Hace un año, a fines de abril de 2009, Joaquín Lavado, Quino, se despedía, manuscrito y sentido, de sus lectores de décadas en la revista de Clarín argumentando con desarmadora sinceridad –como siempre– que ya no se bancaba seguir republicando chistes de otras épocas aunque siguieran vigentes. Que paraba, desensillaba hasta aclararse, hasta ver si tenía qué contar/dibujar y sabía/encontraba cómo. Un maestro.

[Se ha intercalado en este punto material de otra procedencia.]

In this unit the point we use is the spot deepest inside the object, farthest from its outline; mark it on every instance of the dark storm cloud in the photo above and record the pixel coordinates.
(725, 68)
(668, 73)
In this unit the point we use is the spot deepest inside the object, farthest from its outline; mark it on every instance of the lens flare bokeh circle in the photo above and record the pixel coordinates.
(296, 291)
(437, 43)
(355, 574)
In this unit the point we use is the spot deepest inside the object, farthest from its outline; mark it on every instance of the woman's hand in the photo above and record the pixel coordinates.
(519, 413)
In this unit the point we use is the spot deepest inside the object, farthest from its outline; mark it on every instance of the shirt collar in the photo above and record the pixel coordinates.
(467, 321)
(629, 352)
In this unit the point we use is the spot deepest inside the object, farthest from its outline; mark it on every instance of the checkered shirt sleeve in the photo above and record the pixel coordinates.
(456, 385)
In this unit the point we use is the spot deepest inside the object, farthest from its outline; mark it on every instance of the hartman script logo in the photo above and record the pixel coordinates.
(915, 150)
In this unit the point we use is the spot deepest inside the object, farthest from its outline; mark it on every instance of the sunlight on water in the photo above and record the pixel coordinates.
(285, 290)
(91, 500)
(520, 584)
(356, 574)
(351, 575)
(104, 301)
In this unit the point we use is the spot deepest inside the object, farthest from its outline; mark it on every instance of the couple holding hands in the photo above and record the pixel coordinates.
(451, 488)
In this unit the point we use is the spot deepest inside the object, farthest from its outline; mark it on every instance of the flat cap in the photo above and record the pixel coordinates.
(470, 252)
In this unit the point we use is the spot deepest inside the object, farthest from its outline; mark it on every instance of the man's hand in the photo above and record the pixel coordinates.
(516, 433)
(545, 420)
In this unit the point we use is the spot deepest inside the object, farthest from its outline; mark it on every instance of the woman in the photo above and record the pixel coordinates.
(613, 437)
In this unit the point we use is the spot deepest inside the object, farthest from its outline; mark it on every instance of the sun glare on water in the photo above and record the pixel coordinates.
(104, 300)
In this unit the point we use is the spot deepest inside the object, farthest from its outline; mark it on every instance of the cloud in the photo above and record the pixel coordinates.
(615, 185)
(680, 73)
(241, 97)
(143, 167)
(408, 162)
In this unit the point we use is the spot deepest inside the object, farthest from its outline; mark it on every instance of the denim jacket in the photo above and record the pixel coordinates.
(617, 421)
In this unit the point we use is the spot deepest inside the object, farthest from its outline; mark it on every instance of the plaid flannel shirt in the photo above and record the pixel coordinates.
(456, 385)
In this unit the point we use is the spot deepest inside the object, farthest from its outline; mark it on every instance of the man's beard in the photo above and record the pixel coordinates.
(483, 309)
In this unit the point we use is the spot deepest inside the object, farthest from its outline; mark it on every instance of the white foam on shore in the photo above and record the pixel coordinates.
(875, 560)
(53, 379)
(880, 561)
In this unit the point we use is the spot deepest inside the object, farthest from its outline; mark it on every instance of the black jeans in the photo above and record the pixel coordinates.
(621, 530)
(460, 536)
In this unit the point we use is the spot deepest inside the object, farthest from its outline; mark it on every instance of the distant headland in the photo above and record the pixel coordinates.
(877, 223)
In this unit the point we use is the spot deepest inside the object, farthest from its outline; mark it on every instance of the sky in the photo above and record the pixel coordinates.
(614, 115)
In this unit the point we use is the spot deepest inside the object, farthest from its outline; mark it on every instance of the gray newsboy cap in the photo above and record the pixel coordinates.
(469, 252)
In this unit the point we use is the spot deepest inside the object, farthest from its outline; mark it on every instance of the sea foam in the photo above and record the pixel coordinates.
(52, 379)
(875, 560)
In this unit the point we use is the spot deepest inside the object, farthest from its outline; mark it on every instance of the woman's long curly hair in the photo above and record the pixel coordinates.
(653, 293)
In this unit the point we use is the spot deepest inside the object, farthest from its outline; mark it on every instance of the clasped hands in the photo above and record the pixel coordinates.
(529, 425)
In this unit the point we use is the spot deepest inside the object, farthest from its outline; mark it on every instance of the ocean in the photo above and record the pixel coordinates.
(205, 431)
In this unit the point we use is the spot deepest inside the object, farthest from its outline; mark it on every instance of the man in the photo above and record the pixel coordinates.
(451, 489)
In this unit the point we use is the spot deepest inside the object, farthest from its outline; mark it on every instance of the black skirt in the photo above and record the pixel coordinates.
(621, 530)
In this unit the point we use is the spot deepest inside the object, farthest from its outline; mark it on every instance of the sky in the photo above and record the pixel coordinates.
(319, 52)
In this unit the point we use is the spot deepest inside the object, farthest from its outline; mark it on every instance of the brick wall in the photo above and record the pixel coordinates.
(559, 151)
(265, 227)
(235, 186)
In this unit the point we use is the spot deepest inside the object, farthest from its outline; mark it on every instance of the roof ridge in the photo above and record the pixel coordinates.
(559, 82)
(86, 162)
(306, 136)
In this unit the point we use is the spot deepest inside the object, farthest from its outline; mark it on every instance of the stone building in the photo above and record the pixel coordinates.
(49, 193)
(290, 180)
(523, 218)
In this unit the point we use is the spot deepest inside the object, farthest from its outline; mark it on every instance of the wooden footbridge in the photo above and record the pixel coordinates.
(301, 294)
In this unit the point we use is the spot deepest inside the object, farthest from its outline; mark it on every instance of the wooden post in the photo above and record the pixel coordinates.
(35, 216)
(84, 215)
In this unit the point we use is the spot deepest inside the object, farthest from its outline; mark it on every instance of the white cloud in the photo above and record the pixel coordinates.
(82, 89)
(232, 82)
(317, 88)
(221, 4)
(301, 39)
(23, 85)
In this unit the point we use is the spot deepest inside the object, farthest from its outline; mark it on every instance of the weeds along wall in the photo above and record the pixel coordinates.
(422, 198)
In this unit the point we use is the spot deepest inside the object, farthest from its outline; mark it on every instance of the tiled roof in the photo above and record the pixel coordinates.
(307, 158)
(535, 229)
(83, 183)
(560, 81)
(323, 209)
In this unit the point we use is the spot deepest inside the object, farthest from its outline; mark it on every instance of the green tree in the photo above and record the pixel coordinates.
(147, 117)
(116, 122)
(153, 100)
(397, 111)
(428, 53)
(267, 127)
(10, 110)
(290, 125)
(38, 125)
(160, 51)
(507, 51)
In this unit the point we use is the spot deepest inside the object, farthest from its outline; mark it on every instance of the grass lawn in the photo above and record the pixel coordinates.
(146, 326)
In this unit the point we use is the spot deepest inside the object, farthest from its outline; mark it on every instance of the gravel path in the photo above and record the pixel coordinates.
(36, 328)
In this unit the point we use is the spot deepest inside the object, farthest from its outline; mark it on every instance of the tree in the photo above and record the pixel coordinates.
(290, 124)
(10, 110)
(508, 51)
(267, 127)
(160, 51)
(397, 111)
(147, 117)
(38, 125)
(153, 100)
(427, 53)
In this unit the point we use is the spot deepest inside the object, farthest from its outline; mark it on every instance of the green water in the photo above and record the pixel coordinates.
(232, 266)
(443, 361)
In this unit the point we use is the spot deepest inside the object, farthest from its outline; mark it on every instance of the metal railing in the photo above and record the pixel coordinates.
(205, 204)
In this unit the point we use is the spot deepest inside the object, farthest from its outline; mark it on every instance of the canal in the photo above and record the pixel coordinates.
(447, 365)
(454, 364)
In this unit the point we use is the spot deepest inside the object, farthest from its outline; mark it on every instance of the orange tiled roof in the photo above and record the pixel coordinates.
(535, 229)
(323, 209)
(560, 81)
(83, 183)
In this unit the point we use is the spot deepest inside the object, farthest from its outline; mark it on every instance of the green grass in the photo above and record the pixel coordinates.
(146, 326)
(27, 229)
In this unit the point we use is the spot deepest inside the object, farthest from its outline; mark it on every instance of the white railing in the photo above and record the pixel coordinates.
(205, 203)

Tanto rigor no es frecuente en el medio. Quino, el modelo persona/dibujante Quino no lo es. El mismo que en 1973 le dijo chau a Mafalda y su banda en pleno apogeo y tras diez años de apoteosis, y en el pico máximo de su popularidad dejó de dibujarla en Siete Días –y no volvió a hacer la tira nunca más…– es el mismo que hace un año les dijo también adiós a los notables chistes (¿chistes?) semanales en Viva. Por las mismas razones: la fuente generadora no lo convencía ya, sentía que se repetía y no quería hacerlo. Dibujar (y hacer humor) fue siempre un ejercicio riguroso para él. Casi una esclavitud. Literalmente, como lo hemos señalado alguna vez y lo ha dibujado él mismo.
Es tonto o propio de plomazo contar chistes gráficos, pasar a relato verbal la imagen o la secuencia dibujada. Sin embargo, puede ser necesario, incluso útil en ciertas circunstancias ejemplares. Así, se sabe que el primer dibujo publicado por Quino –no en Esto es sino en la revista Dibujantes, en la sección “Futuros profesionales”– es una tira muda de cuatro cuadritos: el esquemático y amargado preso con traje a rayas pica piedras en el primero, se alegra de salir en libertad en el segundo, entra optimista a la agencia de empleos en el tercero y se amarga otra vez picando piedra en el último. Sólo ha cambiado el uniforme.
Uno de los últimos dibujos originales de Quino –o por lo menos el que él eligió para dar la cara en la tapa de la antológica exposición de hace un tiempo, Quino 50 años– es un autorretrato de sentado en alta banqueta de trabajo, las manos en las rodillas y la mirada entre absorta, culposa, disculposa y triste vuelta al lector: está vestido curiosamente de preso pero, en lugar de ser a rayas, el traje es de cuadritos de historieta. Historietas propias, claro.
El primer dibujo es de 1954; el segundo, de medio siglo después.
Tal vez no sea forzar demasiado el sentido si decimos que la melancolía de la mirada del dibujado dibujante –del que se expone y del que se dibujó así expuesto– supone una vuelta de tuerca y muchas vueltas de la vida respecto de la esquemática visión de la primera secuencia.
Si el preso no tiene opción porque no elige su vida, cuando sale está también condenado por no tener vocación –proyecto propio: el reproche cruel de Mafalda a su mamá– y depender del mercado alienador. Condenado a hacer lo que no quiere porque no sabe (o no quiere) qué ser, está siempre como preso. En ese contexto –el del creador ilusionado que ha “encontrado su camino” vocacional en la profesión asumida como espacio de libertad– la elección se confunde con el sentido, le da sentido a la vida, más precisamente.
Medio siglo después de vida privada e historia pública, el creador siente que las trabas para el acceso a la plenitud, felicidad o como se llame, están mucho más allá del coraje para usar la libertad individual o las opciones vocacionales: no hay sólo condicionamientos sino simple condición humana, a secas. Y esa condición asumida sin trampas viste para Quino un traje a rayas, a cuadros en su caso, un feroz pero siempre elegante estilo de escéptica melancolía que traspasa todas las modas.
Con el tiempo, la visión/obsesión incluso se fue oscureciendo aún más. Ya no dibujaba cosas nuevas, pero entre sus últimas entregas originales, hace unos años, hubo una reveladora en su página semanal de Viva. Quino planta un inusual dibujo único y a toda página, copado por el negro: un desolado viejo de ojos hundidos, de aspecto desprolijo, que sin inmutarse ni ironía aparente formula su programa de vida: “Pues yo no pienso dejar este mundo sin antes hacerme un test de orientación vocacional para averiguar de qué otra forma podría haber desperdiciado mi vida…”.
En fin: “He cometido el peor de los pecados…”, dijo uno que sabía de qué hablaba. Apaga y vámonos.